Fraudsters 'used Indonesian bank for laundering'

Source
Financial Times - February 21, 2004

Shawn Donnan, Jakarta – Authorities in Indonesia said yesterday they believed the perpetrators of last year's $200 million fraud at one of the country's leading state-owned banks used domestic capital markets to launder proceeds from the scam.

The announcement comes at a time when Indonesia's stock and bond markets are booming because of an influx of foreign funds, and regulators are struggling to introduce new laws to control the markets. But it also serves as an example of the difficulties the archipelago's regulators are having in enforcing new edicts.

According to officials, police are investigating four transactions between September and November last year in which a total of 11.4 billion rupiah (US$1.4 million) was laundered through local mutual funds, stocks and bonds.

Authorities identified the suspicious transactions last December and believe the money was part of the 1,700 billion rupiah pilfered from Bank Negara Indonesia, the country's second-largest state-owned bank, during an export credit scam last year.

Investigators had begun questioning brokers and referred the matter to police last December, said Yunus Husein, the head of the Financial Transaction Reports and Analysis Centre at Bank Indonesia, the central bank. So far, however, no action had been taken.

Mr Husein said the transactions were also a sign that the push Indonesian regulators began last year to require brokers and investment managers to "know your customer" was not working. That meant Indonesia's capital markets remained open, he said, to being used as a giant "laundry machine" for illicit funds.

"The 'know your customer' system is a kind of early warning system – and it still doesn't work here," he said. "That's why those transactions could easily happen." Herwidayatmo, the head of Indonesia's Capital Markets Supervisory Agency (Bapepam), said yesterday that the "know your customer" regulations had yet to generate a single concerned report from brokers.

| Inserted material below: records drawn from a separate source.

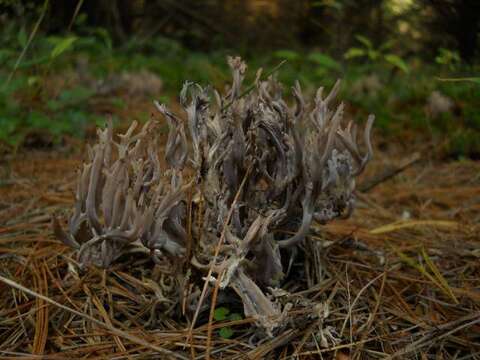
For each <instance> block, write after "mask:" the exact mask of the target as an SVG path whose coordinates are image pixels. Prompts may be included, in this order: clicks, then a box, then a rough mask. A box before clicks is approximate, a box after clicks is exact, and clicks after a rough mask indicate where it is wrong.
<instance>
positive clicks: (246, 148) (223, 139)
mask: <svg viewBox="0 0 480 360" xmlns="http://www.w3.org/2000/svg"><path fill="white" fill-rule="evenodd" d="M228 62H229V65H230V67H231V70H232V77H233V81H232V84H231V87H230V89H229V90H228V91H227V92H226V93H225V94H224V95H221V94H220V93H219V92H217V91H215V90H212V89H211V88H209V87H208V88H202V87H201V86H200V85H198V84H193V83H191V82H186V83H185V84H184V86H183V88H182V90H181V92H180V104H181V105H182V107H183V108H184V111H185V116H184V118H185V120H183V119H182V117H181V116H178V115H175V114H174V113H172V112H171V111H170V110H168V109H167V108H166V107H165V106H164V105H161V104H158V103H156V104H155V105H156V107H157V109H158V110H159V112H160V113H161V114H162V115H163V117H164V118H165V119H166V121H167V123H168V126H169V135H168V139H167V143H166V148H165V162H166V164H167V169H165V170H164V171H162V169H160V165H159V163H160V162H159V159H158V157H157V150H158V149H157V143H156V137H155V131H153V123H148V124H146V125H145V126H144V128H143V129H142V131H140V132H139V133H138V134H137V135H133V131H134V127H135V124H134V125H132V127H131V128H130V129H129V130H128V131H127V133H126V134H124V135H121V136H120V141H119V142H115V141H114V140H113V134H112V128H111V126H109V127H108V128H107V129H106V130H104V131H100V132H99V141H98V143H97V145H95V146H94V147H93V149H92V152H91V157H90V159H89V161H88V162H87V163H86V164H85V165H84V169H83V171H82V174H81V176H80V181H79V184H78V188H77V194H76V207H75V211H74V214H73V216H72V218H71V220H70V223H69V231H68V233H63V231H61V229H60V228H59V226H58V223H57V226H56V227H55V228H56V233H57V234H58V235H59V236H60V237H61V238H62V239H63V240H64V242H65V243H66V244H68V245H70V246H73V247H75V248H77V249H78V254H79V260H80V262H81V263H82V264H88V263H92V264H94V265H97V266H103V267H108V266H109V265H110V264H111V263H112V261H114V260H115V259H117V258H118V257H119V256H120V255H122V254H123V253H125V252H126V251H128V248H129V247H130V246H131V245H140V246H142V245H143V246H144V247H145V248H146V249H148V250H150V252H151V253H152V254H153V255H154V259H156V260H157V261H159V258H158V257H157V256H156V254H159V253H161V252H165V253H166V254H168V255H171V256H180V257H184V256H186V254H189V256H190V258H188V259H184V260H185V261H188V262H190V263H191V265H192V266H193V268H196V269H197V271H200V272H205V271H206V270H208V269H209V268H212V269H213V275H215V276H216V277H220V279H219V281H220V285H221V288H225V287H231V288H232V289H233V290H235V291H236V293H237V294H238V296H239V297H240V299H241V300H242V302H243V304H244V310H245V314H246V315H248V316H252V317H254V318H255V319H256V321H257V324H258V325H259V327H260V328H262V329H263V330H264V331H265V332H266V333H267V334H268V335H273V334H274V333H275V331H276V330H277V329H279V328H281V327H282V326H285V325H286V321H285V320H286V316H285V308H284V309H283V311H282V309H281V308H280V305H278V304H276V303H275V301H273V300H271V297H269V296H268V295H267V294H266V293H265V290H266V289H268V288H269V287H273V288H277V287H281V285H282V280H283V279H284V277H285V274H286V273H288V271H289V267H290V266H291V264H292V261H293V260H292V259H293V258H294V256H295V254H296V253H297V252H298V249H297V248H298V245H299V244H301V243H302V241H303V240H304V239H305V237H306V236H307V234H308V231H309V229H310V226H311V224H312V222H313V221H316V222H319V223H321V224H324V223H327V222H329V221H331V220H334V219H335V218H345V217H348V216H349V215H350V214H351V212H352V211H353V208H354V205H355V196H354V190H355V178H356V177H357V176H358V175H359V174H360V173H361V172H362V171H363V170H364V168H365V166H366V164H367V163H368V161H369V160H370V159H371V157H372V146H371V142H370V133H371V129H372V125H373V121H374V117H373V116H370V117H369V118H368V120H367V124H366V128H365V131H364V134H363V142H364V144H365V147H366V152H365V153H364V154H362V152H361V151H360V149H359V146H358V144H357V127H356V125H355V124H353V123H351V122H350V123H348V124H347V125H346V126H343V125H342V120H343V112H344V106H343V104H342V103H340V104H339V105H338V106H336V107H334V106H333V105H334V101H335V97H336V95H337V94H338V92H339V89H340V82H339V81H338V82H337V83H336V84H335V85H334V87H333V88H332V90H331V91H330V93H328V94H327V95H324V89H323V88H320V89H319V90H318V91H317V92H316V95H315V98H314V100H313V104H309V103H308V102H307V101H306V100H305V98H304V95H303V93H302V89H301V88H300V85H299V84H298V83H296V84H295V86H294V87H293V88H292V95H293V98H294V99H295V103H294V105H293V106H289V105H288V104H287V103H286V101H285V100H284V99H283V93H282V86H281V84H280V83H279V82H278V81H277V80H276V79H275V77H273V76H270V77H269V78H268V79H266V80H261V71H258V72H257V76H256V80H255V84H254V86H253V90H252V91H245V90H244V88H243V80H244V77H245V72H246V65H245V63H244V62H243V61H242V60H241V59H240V58H238V57H235V58H229V61H228ZM192 170H193V180H192V181H193V182H194V184H195V187H194V190H195V193H194V194H193V195H192V196H190V197H188V199H191V201H192V202H191V203H187V197H186V196H185V192H186V190H187V188H188V186H189V185H182V184H183V179H184V178H186V177H187V176H186V174H187V173H189V174H191V172H192ZM185 208H189V209H191V212H190V213H191V215H192V219H189V221H188V223H191V224H192V227H191V234H192V237H193V240H192V242H191V243H190V246H191V248H189V249H190V250H191V251H190V250H189V251H188V252H186V240H187V235H186V234H187V231H186V228H185V224H186V223H187V219H186V216H187V212H186V211H185ZM230 215H231V217H229V216H230ZM225 222H227V229H224V224H225ZM222 233H224V234H225V241H224V243H222V244H221V248H220V252H219V254H218V256H216V257H215V256H214V253H215V248H216V246H217V244H218V241H219V236H220V234H222ZM284 234H293V235H291V236H290V237H288V236H286V235H284ZM184 254H185V255H184ZM282 254H283V255H286V256H284V257H283V258H288V257H290V262H289V264H284V263H283V262H282ZM259 269H262V271H258V270H259ZM197 286H201V284H197ZM195 293H199V292H195ZM196 300H198V298H197V299H191V301H192V303H193V302H195V301H196Z"/></svg>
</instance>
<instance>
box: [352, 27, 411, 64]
mask: <svg viewBox="0 0 480 360" xmlns="http://www.w3.org/2000/svg"><path fill="white" fill-rule="evenodd" d="M355 38H356V39H357V40H358V42H359V43H360V44H361V45H362V46H361V47H352V48H350V49H348V50H347V52H346V53H345V54H344V57H345V59H347V60H350V59H355V58H363V59H367V60H368V61H369V62H371V63H383V64H388V65H390V66H393V67H394V68H397V69H399V70H401V71H403V72H404V73H408V72H409V71H410V67H409V66H408V64H407V63H406V62H405V61H404V60H403V59H402V58H401V57H400V56H398V55H396V54H394V53H392V52H389V50H390V49H391V48H392V46H393V42H392V41H387V42H385V43H383V44H382V45H380V46H379V47H378V48H375V47H374V45H373V43H372V41H371V40H370V39H369V38H367V37H365V36H363V35H356V36H355Z"/></svg>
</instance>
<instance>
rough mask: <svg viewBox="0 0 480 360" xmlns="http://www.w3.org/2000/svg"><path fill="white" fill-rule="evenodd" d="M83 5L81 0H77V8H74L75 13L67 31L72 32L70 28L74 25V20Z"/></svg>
mask: <svg viewBox="0 0 480 360" xmlns="http://www.w3.org/2000/svg"><path fill="white" fill-rule="evenodd" d="M82 5H83V0H78V3H77V6H76V7H75V12H74V13H73V16H72V19H71V20H70V24H69V25H68V31H71V30H72V26H73V24H74V23H75V19H76V18H77V15H78V13H79V12H80V9H81V7H82Z"/></svg>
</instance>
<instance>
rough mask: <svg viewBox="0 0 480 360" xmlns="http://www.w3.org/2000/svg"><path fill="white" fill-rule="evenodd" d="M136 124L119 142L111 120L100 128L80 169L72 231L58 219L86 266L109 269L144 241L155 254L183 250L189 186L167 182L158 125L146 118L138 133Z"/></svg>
mask: <svg viewBox="0 0 480 360" xmlns="http://www.w3.org/2000/svg"><path fill="white" fill-rule="evenodd" d="M136 127H137V123H136V122H134V123H133V124H132V125H131V126H130V128H129V129H128V130H127V132H126V133H125V134H120V135H119V136H118V137H119V141H115V140H114V139H113V129H112V124H111V122H109V124H108V127H107V128H106V129H105V130H103V131H100V130H99V131H98V143H97V144H96V145H94V146H93V148H91V149H90V150H89V159H88V161H87V162H86V163H85V164H84V165H83V169H82V171H81V172H80V174H79V182H78V184H77V190H76V195H75V209H74V212H73V215H72V216H71V218H70V220H69V223H68V232H64V231H63V230H62V229H61V227H60V225H59V223H58V222H57V221H56V220H55V219H54V228H55V233H56V234H57V236H58V237H60V239H62V240H63V242H64V243H65V244H67V245H69V246H72V247H74V248H76V249H77V250H78V260H79V262H80V264H81V265H82V266H86V265H90V264H91V265H95V266H98V267H103V268H107V267H109V266H110V265H111V263H112V262H113V261H115V260H116V259H118V258H119V257H120V256H121V255H122V254H124V253H125V252H127V251H128V250H130V249H131V248H132V246H138V245H140V244H143V246H144V247H145V248H147V249H149V250H150V251H151V252H152V253H153V254H155V252H156V251H160V250H165V251H166V252H168V253H170V254H171V255H176V256H179V255H181V254H182V251H183V242H184V241H185V231H184V229H183V228H182V227H181V226H180V225H179V223H181V221H182V219H183V215H182V214H181V209H180V202H181V200H182V198H183V195H184V193H185V190H186V188H187V187H188V185H187V186H182V185H181V177H179V178H178V179H177V181H176V182H175V184H173V185H171V184H169V183H166V181H165V176H164V174H163V173H162V169H161V168H160V160H159V158H158V155H157V151H158V144H157V141H156V138H155V135H154V124H153V123H152V122H148V123H146V124H145V125H144V126H143V129H142V130H141V131H140V132H139V133H138V134H136V135H133V133H134V131H135V128H136Z"/></svg>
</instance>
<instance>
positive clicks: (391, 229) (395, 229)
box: [370, 220, 459, 235]
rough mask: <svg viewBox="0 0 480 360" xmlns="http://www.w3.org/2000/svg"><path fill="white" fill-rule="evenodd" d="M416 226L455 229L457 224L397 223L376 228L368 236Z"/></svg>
mask: <svg viewBox="0 0 480 360" xmlns="http://www.w3.org/2000/svg"><path fill="white" fill-rule="evenodd" d="M417 226H433V227H450V228H457V227H458V226H459V224H458V223H457V222H456V221H448V220H409V221H397V222H394V223H391V224H387V225H382V226H380V227H378V228H375V229H373V230H370V234H375V235H378V234H385V233H389V232H392V231H396V230H399V229H404V228H410V227H417Z"/></svg>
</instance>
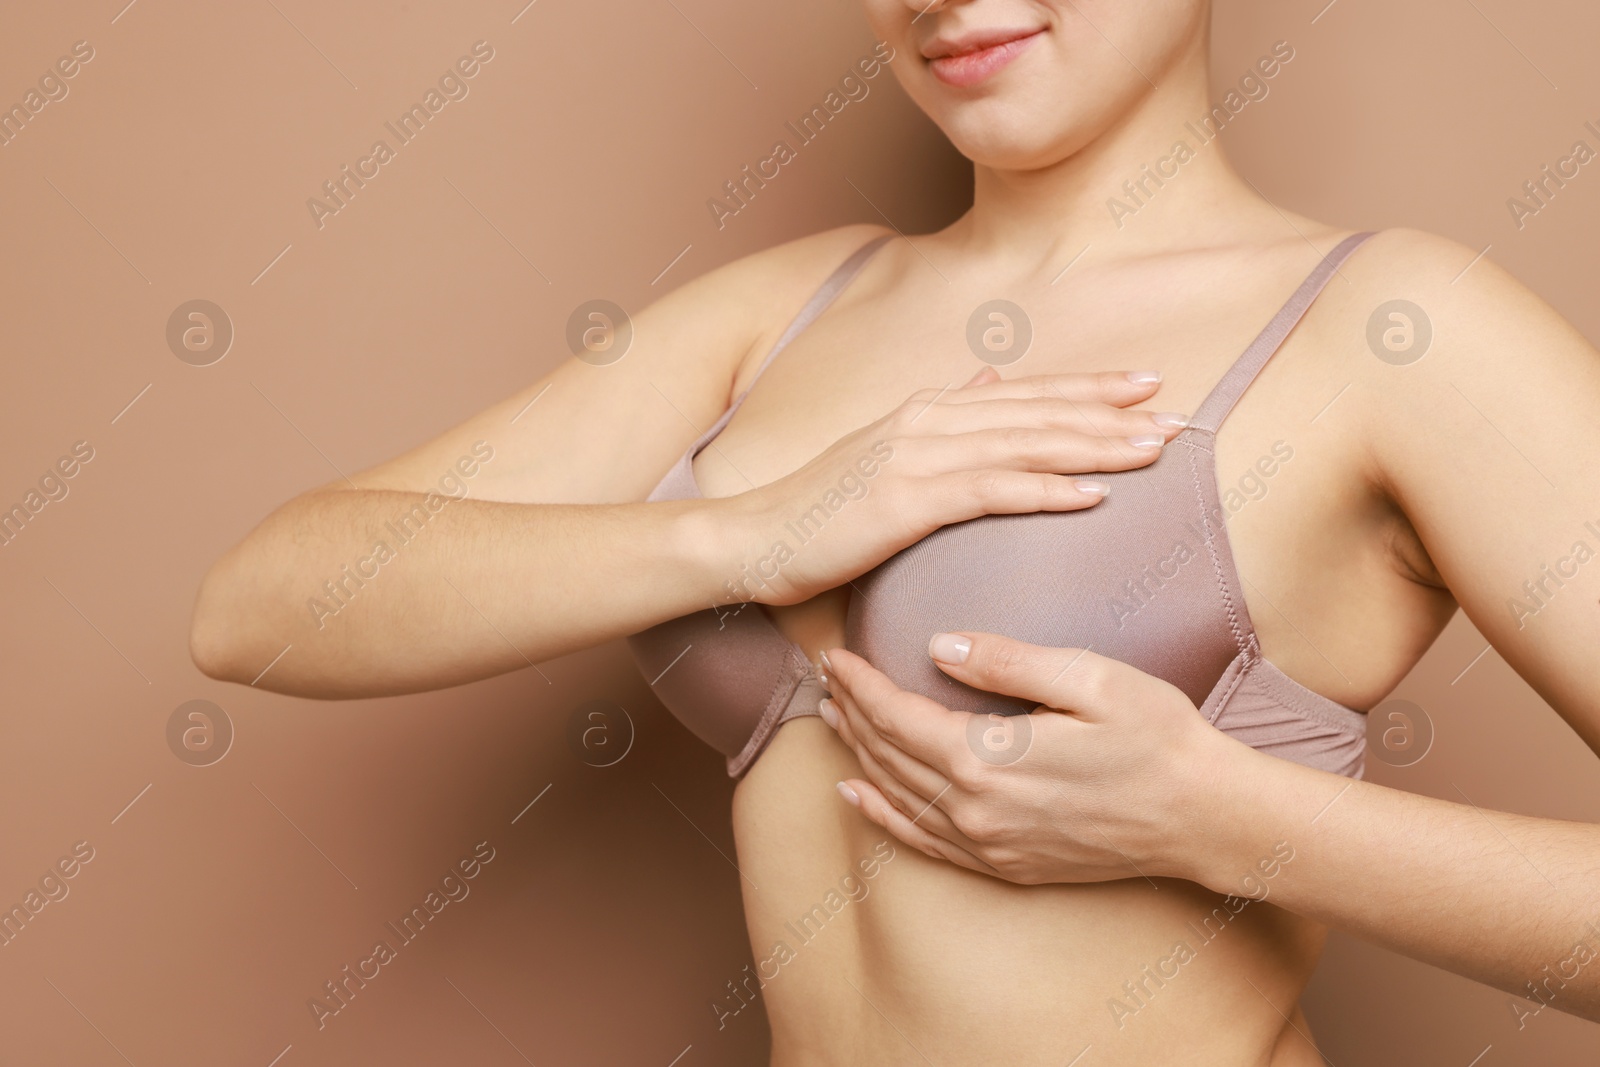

Mr Herwidayatmo, who like many Indonesians uses only one name, said Bapepam's spot checks at local investment houses last year showed a majority of brokers had systems in place to identify clients properly.

He also said most funds obtained through illicit means in Indonesia were likely to have been laundered offshore, just as they were during the 1997-98 Asian financial crisis.

Billions of dollars in government liquidity support to banks funnelled out of the country by Indonesian businessmen during the crisis, as well as other illicit funds, were now returning to Indonesia, he said.

"They do the laundry in another country," Mr Herwidayatmo said. "Now the money is coming back to us, and it is clean."